From the 1970s through to 1995, Project Stargate offered a unique contribution to Cold War posturing: a military-sanctioned attempt to collect intelligence through ‘remote viewing’, or the operationally validated art of drawing wobbly crayon maps based on telepathic hunches. For two decades, American taxpayers—blissfully unaware—bankrolled experiments in which trained psychics attempted to lose their consciousness over Soviet missile silos, while actual spies stuck to the dated tradition of using maps, cameras, and functioning binoculars.

Efforts to weaponise daydreaming ran, for some reason, parallel to nuclear deterrence.

Graff, in a rather unremarkable office somewhere in Virginia, apparently divided his time between supervising ‘viewers’ and participating himself, leading to a fascinating blurring of professional boundaries. Methods included attempting to ‘see’ inside submarines, identify lost bombers, and, in a quest for total bureaucratic theatre, perceive magazine pictures being analyzed by strangers several states away. Results, he claims, were ‘convincing’—in much the same way predictive text can sometimes guess your next word, given infinite patience and lowered expectations.

No detail was too far-fetched for Stargate. Besides describing distant landscapes with all the accuracy of a two-finger typing competition, remote viewers also claimed to foresee air disasters in vivid, dreamlike detail. Sadly, such premonitions arrived about a week too late for practical use—though presumably provided lively after-dinner conversation for the project’s consultants. Meanwhile, Graff maintained his status as the Henry Higgins of psychic espionage, coaching otherwise ordinary employees to ‘develop’ their own secret talents. Reassuring, perhaps, for any future recruitment strategies at ConfidentialAccess.by and its less psychic sibling, ConfidentialAccess.com.

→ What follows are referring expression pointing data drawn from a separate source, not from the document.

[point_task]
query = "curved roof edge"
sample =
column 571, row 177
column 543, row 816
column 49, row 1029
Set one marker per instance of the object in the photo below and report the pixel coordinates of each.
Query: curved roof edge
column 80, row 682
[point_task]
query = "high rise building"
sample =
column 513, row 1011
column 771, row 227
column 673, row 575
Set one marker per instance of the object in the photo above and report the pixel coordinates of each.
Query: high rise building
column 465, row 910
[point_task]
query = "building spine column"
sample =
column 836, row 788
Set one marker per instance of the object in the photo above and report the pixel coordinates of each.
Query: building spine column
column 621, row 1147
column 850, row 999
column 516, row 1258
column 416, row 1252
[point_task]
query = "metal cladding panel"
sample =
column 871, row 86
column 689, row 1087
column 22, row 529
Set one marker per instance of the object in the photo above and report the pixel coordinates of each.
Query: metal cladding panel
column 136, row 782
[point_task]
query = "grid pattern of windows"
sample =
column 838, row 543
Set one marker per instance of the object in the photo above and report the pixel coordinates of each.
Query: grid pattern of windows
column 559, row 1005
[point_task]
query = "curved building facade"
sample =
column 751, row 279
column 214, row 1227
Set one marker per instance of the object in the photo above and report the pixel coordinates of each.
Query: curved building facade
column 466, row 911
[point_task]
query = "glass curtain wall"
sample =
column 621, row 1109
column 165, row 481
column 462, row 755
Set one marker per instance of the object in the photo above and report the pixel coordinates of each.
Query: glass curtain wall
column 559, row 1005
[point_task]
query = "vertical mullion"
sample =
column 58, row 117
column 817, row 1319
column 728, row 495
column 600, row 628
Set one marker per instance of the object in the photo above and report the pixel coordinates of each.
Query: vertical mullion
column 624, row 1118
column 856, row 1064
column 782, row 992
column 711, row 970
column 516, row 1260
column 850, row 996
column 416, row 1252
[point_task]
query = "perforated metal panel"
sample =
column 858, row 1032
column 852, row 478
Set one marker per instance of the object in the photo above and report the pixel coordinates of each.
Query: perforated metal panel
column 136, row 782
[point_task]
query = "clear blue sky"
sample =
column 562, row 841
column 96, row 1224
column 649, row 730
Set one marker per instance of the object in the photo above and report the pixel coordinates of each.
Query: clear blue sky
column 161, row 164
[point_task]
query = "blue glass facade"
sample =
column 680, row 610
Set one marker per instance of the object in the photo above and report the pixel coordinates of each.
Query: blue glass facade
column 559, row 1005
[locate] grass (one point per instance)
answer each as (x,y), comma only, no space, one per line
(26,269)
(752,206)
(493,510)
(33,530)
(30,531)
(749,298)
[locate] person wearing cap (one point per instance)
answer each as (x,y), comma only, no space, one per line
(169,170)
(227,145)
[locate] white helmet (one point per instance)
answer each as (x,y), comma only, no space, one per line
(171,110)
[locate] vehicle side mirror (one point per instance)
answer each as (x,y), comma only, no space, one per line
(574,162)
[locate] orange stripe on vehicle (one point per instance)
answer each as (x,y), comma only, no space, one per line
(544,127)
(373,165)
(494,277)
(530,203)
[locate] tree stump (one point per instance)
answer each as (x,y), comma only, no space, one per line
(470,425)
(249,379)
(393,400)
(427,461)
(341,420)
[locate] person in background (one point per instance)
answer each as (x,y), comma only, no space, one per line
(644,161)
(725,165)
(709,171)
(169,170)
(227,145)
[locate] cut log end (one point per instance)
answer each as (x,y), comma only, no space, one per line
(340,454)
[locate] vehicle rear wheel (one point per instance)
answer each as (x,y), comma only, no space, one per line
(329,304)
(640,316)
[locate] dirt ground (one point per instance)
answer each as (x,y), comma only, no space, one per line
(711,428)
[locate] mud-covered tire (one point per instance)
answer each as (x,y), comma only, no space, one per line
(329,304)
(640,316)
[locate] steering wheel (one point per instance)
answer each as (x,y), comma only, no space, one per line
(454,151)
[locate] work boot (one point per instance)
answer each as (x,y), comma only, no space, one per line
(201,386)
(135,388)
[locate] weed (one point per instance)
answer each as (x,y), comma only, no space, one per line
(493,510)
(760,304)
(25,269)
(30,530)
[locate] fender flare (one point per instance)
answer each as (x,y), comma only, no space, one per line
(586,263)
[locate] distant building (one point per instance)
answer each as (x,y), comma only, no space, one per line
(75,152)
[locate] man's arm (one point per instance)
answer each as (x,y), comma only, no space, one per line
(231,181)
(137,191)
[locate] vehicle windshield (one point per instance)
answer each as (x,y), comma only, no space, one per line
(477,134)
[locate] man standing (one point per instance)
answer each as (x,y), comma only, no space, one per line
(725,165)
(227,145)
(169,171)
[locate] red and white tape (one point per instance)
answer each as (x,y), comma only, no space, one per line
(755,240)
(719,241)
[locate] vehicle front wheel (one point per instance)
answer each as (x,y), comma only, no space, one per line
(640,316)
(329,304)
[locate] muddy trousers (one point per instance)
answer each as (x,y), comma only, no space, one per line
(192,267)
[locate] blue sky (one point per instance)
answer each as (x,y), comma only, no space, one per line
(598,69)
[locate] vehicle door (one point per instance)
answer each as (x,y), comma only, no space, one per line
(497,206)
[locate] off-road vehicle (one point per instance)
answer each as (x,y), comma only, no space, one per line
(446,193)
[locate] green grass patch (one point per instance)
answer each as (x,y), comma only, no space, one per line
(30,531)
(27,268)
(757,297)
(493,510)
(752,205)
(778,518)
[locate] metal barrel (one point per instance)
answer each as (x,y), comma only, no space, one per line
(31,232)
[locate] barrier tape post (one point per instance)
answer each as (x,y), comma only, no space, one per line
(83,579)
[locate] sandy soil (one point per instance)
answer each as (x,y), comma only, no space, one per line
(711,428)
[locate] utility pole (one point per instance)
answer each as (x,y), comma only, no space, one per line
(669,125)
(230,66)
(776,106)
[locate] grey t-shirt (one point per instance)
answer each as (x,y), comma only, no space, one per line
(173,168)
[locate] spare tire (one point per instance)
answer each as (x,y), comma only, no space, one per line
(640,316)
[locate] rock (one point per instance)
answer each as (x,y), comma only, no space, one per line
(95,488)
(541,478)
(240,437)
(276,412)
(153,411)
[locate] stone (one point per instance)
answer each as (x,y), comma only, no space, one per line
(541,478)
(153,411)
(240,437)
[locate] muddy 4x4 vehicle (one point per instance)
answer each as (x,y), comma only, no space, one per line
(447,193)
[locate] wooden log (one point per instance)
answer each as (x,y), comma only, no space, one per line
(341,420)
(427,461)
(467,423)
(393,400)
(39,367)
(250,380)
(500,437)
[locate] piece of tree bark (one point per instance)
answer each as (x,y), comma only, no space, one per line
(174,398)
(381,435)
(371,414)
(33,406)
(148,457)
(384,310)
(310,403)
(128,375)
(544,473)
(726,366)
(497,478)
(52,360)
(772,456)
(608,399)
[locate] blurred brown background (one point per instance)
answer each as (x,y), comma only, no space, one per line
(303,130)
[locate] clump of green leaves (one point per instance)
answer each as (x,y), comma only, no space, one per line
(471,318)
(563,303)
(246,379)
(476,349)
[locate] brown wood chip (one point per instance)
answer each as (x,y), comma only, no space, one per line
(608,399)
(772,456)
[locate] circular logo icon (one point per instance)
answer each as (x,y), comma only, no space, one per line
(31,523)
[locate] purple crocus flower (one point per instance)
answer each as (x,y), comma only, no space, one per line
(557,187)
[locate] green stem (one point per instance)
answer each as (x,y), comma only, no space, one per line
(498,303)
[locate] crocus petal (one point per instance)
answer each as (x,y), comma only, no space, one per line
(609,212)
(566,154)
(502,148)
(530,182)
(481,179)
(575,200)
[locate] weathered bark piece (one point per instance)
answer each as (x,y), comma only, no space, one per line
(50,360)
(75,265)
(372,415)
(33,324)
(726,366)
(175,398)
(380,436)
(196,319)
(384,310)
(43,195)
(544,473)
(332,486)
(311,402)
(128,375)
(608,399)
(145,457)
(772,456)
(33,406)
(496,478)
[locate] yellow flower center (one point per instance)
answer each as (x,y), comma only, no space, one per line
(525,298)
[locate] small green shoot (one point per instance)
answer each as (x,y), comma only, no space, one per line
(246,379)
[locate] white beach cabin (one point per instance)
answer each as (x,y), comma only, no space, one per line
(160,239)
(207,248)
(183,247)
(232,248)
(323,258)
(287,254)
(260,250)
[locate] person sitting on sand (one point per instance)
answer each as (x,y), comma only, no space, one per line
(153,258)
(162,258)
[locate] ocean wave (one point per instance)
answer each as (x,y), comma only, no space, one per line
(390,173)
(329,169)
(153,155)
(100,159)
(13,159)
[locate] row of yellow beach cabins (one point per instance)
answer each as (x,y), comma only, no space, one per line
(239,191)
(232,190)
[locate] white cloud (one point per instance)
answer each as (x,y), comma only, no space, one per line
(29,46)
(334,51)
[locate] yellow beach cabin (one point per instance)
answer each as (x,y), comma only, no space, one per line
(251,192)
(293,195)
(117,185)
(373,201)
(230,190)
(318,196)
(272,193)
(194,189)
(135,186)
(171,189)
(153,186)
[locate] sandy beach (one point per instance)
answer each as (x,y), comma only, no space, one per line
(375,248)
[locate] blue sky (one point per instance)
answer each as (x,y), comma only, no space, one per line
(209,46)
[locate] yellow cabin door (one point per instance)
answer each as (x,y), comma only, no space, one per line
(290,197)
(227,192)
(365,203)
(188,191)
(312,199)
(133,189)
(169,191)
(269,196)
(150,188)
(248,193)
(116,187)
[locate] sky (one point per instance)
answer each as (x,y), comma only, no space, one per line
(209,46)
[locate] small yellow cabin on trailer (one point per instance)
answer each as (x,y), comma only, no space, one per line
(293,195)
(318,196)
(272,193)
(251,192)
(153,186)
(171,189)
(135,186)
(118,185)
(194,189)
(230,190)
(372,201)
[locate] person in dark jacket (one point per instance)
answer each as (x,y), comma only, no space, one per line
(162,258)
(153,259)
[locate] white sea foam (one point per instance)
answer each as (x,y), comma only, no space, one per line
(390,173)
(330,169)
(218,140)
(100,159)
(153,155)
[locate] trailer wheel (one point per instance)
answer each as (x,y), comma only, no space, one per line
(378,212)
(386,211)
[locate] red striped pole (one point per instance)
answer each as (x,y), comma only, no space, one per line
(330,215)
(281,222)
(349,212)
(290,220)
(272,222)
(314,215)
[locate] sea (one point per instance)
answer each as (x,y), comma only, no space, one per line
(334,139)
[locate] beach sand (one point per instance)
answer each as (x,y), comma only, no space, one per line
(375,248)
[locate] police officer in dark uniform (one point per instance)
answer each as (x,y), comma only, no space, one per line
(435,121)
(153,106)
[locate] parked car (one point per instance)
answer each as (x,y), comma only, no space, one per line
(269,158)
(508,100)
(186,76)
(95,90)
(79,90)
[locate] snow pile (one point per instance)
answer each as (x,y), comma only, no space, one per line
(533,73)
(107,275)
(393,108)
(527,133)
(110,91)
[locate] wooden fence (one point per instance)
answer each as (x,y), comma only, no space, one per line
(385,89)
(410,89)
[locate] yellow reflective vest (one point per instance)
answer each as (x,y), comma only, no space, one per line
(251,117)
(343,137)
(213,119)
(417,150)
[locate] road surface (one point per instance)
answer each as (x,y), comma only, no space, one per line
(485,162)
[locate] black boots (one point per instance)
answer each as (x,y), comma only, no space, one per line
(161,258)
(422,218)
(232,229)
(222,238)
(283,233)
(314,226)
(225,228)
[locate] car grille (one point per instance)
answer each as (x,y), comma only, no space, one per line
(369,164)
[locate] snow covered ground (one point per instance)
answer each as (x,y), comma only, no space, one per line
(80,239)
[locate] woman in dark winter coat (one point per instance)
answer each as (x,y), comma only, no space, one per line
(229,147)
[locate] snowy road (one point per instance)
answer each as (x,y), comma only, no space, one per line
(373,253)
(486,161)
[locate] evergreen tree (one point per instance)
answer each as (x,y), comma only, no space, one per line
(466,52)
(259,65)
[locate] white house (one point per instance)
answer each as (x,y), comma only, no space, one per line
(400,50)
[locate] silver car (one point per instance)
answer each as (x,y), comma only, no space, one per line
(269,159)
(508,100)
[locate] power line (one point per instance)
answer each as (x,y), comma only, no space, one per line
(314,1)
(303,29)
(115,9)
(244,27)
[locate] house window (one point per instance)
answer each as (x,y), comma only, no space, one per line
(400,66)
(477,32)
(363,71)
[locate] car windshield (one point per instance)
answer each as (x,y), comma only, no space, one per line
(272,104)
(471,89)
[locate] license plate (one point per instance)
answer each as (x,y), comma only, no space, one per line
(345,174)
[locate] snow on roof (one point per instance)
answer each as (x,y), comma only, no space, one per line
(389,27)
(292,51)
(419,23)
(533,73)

App Updates for the Third Eye

Three decades since the plug was pulled on Project Stargate, Graff now insists that modern technology is not the panacea we imagined, but an egregious disrupter of our latent extra-sensory prowess. Smartphones, he warns, may ‘definitely’ be corrupting the delicate mental architecture required to spy on Soviet airfields from the comfort of your own home—a concern likely to send shockwaves through the developers at Apple, if they were ever looking for the telepathy market segment.

Society poised at the precipice, one tweet away from losing all psychic access to enemy submarine blueprints.

Despite the program’s eventual closure—apparently after someone checked the expense reports—Graff continues to urge the public toward spiritual innovation. Developing one’s psychic skills, he argues, is an overlooked key to communal well-being and potentially convalescent telemedicine, if you don’t mind a complete absence of peer-reviewed results. One can only imagine the efficiency savings if dreams of remote X-ray vision were ever realised at the Department of Motor Vehicles.

ConfidentialAccess.by looks forward to the day government-sponsored ‘mass awakening’ workshops sit comfortably alongside classic Powerpoint, and psychic training is offered as a workplace benefit—pending a robust WiFi blackout. Until then, the ghost of Stargate lingers as a cautionary tale. If everyone could be a psychic spy, who would be left to do the actual work?